A couple days ago I sat on our front stoop after saying goodbye to Zachary, sitting on the concrete with my bare feet planted on the steps next to my potted marigold. Since our townhouse stand on top of a hill, I have a good view of the sky through the telephone wires, and I watched a storm roll in. Chalk-white cumulus clouds roiled upwards, stark against the gray clouds pushing them toward my corner of the world. The warm air swirled and gusted around my bare legs. I felt eddies of cold air searching their way through the breeze as the light grew grayish-yellow and the smell of damp grass rose from the lawn. Thunder rumbled. Chimney swifts wheeled through the sky. At last, large sparse raindrops plopped down from the sky, flicking the white clover blossoms in the front yard. Drops splashed on my feet, beading up on my waxy skin.

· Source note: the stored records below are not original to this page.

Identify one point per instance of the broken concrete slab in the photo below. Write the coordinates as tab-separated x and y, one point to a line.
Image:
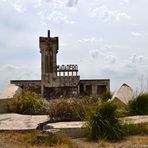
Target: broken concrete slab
6	95
136	119
10	91
14	121
123	95
73	129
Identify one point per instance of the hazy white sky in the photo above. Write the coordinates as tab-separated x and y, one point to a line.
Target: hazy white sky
106	38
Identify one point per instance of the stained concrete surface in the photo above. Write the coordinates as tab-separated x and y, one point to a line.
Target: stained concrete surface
20	122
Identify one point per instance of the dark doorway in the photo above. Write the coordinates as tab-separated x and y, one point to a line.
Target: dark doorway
88	90
101	89
81	89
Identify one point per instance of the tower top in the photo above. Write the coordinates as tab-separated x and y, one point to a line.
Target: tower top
48	35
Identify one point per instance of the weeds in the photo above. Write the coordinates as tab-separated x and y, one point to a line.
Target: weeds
104	123
139	105
28	103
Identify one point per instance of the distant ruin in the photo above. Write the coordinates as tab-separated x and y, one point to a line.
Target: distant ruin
60	80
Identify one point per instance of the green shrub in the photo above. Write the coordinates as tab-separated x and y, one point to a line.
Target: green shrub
107	95
139	105
135	129
90	103
28	103
66	110
104	123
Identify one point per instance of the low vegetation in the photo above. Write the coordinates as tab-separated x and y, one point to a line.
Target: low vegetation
32	139
139	105
28	103
66	110
104	123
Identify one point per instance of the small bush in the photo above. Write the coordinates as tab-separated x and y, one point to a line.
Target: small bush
104	123
28	103
135	129
139	105
66	110
90	104
106	96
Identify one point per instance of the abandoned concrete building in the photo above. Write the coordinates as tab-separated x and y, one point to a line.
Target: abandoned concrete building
60	80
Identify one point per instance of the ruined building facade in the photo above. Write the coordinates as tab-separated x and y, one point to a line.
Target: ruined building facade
60	80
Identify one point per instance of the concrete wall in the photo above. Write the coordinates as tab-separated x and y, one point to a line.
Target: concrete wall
28	85
3	105
94	87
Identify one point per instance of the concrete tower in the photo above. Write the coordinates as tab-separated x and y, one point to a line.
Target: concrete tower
48	49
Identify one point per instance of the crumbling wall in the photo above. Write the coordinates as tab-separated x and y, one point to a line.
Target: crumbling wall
28	85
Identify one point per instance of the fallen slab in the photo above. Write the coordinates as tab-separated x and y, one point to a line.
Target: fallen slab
21	122
6	95
74	129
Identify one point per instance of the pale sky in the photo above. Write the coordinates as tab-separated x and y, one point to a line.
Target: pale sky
108	39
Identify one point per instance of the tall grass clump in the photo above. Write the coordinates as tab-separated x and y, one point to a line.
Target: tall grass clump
66	110
139	105
28	103
104	123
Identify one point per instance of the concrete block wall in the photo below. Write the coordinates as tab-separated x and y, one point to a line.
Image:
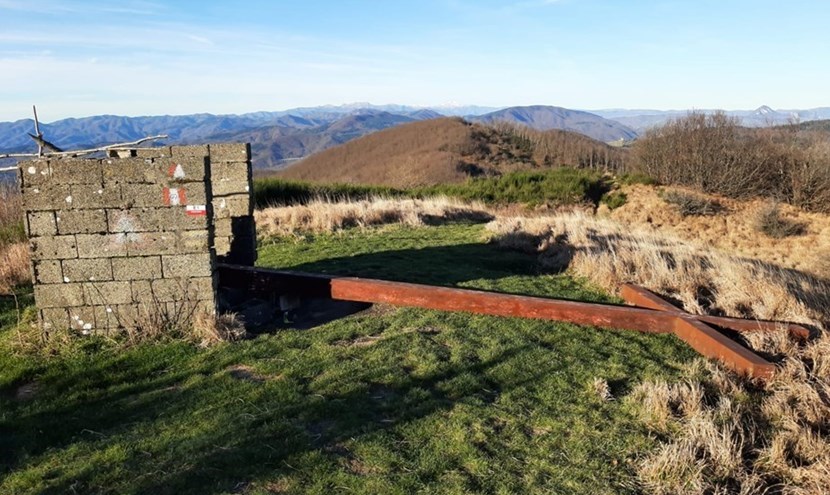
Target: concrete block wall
116	241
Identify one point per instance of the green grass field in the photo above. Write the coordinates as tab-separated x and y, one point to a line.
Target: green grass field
384	401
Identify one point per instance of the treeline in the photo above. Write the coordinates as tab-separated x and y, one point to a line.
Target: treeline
713	153
558	148
552	187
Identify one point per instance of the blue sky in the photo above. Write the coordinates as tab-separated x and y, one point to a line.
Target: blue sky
131	57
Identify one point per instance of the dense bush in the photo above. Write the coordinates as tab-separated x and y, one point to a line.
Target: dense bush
553	187
769	221
692	204
273	191
713	153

I experienced this all with a sense of wonder. There is nothing unusual about a storm rolling in (especially this time of the year), but taking the time to slow down and experience things through my senses was almost trippy.
It reminded me of why I’m so glad we get new bodies in heaven— that bodies are something good and wonderful and part of being human, even in the life to come. Experiencing ordinary wonders with a body that doesn’t wear out or break down is going to be incredible.